A atenção dada a filmes como objetos de estudo e fontes de reflexão historiográfica sobre o cinema brasileiro já é uma preocupação presente em textos dos anos 1970 escritos por Jean-Claude Bernardet, como “Cantando no sol”, crítica do filme "Assim era a Atlântida" (Carlos Manga, 1975). Em "Historiografia clássica do cinema brasileiro" (1996), Bernardet indica que a atenção aos textos e aos filmes podem resultar no enriquecimento da análise. Da mesma forma, em sua tese "O pensamento industrial cinematográfico brasileiro", recentemente publicada, o pesquisador e professor da Universidade Federal de São Carlos Arthur Autran ressalta a escolha de suas fontes levando em consideração a significação histórica e ideológica dos filmes.

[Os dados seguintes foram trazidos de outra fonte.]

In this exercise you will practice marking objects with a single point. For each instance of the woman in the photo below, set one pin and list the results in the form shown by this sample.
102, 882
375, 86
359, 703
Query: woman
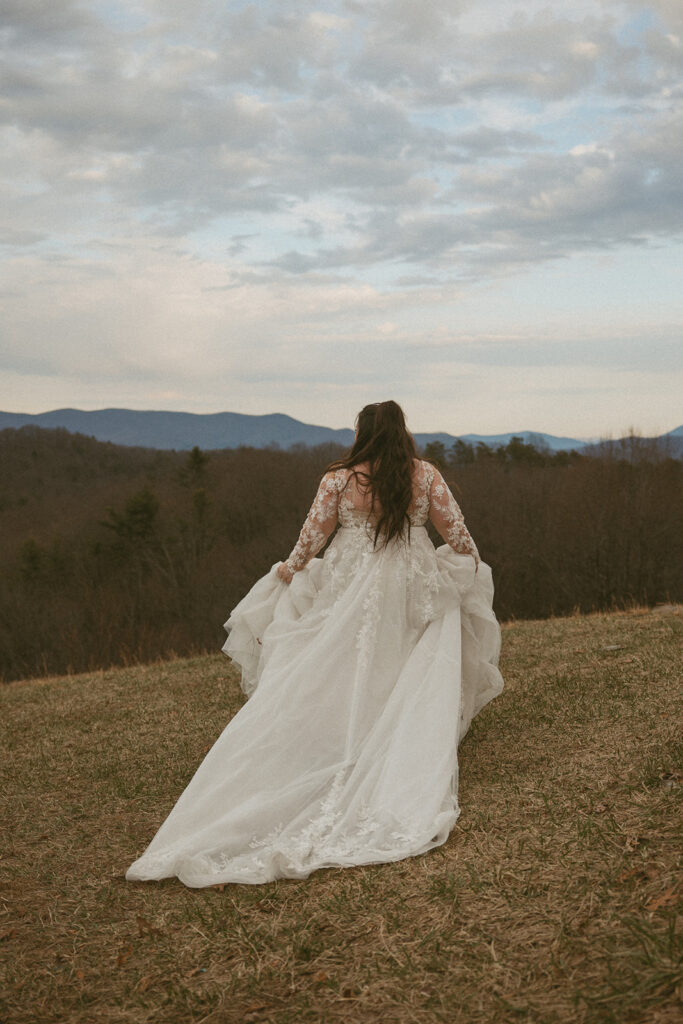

Em um sentido mais amplo e diverso do estudo aqui proposto, vale ressaltar as discussões que desde os anos 1980 vêm se complexificando no meio acadêmico sobre as relações entre Cinema e História. Já existe um número considerável de textos e livros sobre o assunto, desde reflexões pioneiras como os de Mônica Almeida Kornis até publicações mais recentes em torno do tema, dentre as quais destacamos textos como os de Sheila Schvarzman (“História e historiografia do cinema brasileiro: objetos do historiador”) e livros como "História e cinema: dimensões históricas do audiovisual" (CAPELATO, 2007).



Fora do âmbito da academia, a própria produção dos filmes e vídeos sobre o cinema brasileiro constitui-se no material privilegiado da formação desse discurso historiográfico audiovisual. Nesse sentido, mesmo a categoria de “historiadores pioneiros” deixa de obedecer a uma lógica estritamente ligada à literatura sobre cinema no Brasil, compreendendo a filmografia de alguns documentaristas como Jurandyr Noronha, por exemplo, que em 1969 realizou o longa "Panorama do cinema brasileiro", sob os auspícios do Instituto Nacional do Cinema.



Interrogamo-nos, portanto, sobre a dimensão historiográfica da produção audiovisual que tem como tema o universo cinematográfico brasileiro na constituição de novos discursos históricos sobre o cinema no Brasil. Nossa hipótese é a de que esses filmes e vídeos oferecem ao historiador de cinema novas perspectivas de reflexão, análise e construção de textos historiográficos sobre o cinema no Brasil.

Bibliografia

ALLEN, Robert C. & GOMERY, Douglas. Teoría e práctica de la historia del cine. Barcelona: Paidós, 1996.

AUTRAN, Arthur. O pensamento industrial cinematográfico brasileiro. São Paulo: Hucitec, 2013.

BERNARDET, Jean-Claude. Cinema brasileiro: propostas para uma história (segunda edição revista e ampliada). São Paulo: Cia. de Bolso, 2009.

_______________________. Historiografia clássica do cinema brasileiro. São Paulo: Annablume, 1995.

CAPELATO, Maria Helena et alli (Orgs.). História e cinema: dimensões históricas do audiovisual. São Paulo: Alameda, 2007.

LAGNY, Michèle. Cine e historia: problemas y métodos en la investigación cinematográfica. Barcelona: Bosch Casa Editorial, 1997.

SCHVARZMAN, Sheila. “História e historiografia do cinema brasileiro: objetos do historiador”. Especiaria - Cadernos de Ciências Humanas. Ilhéus: UESC, Vol 10., nº 17, 2007, p. 15-40.

VIANY, Alex. O processo do cinema novo. AVELLAR, José Carlos. (org.). Rio de Janeiro: Aeroplano, 1999.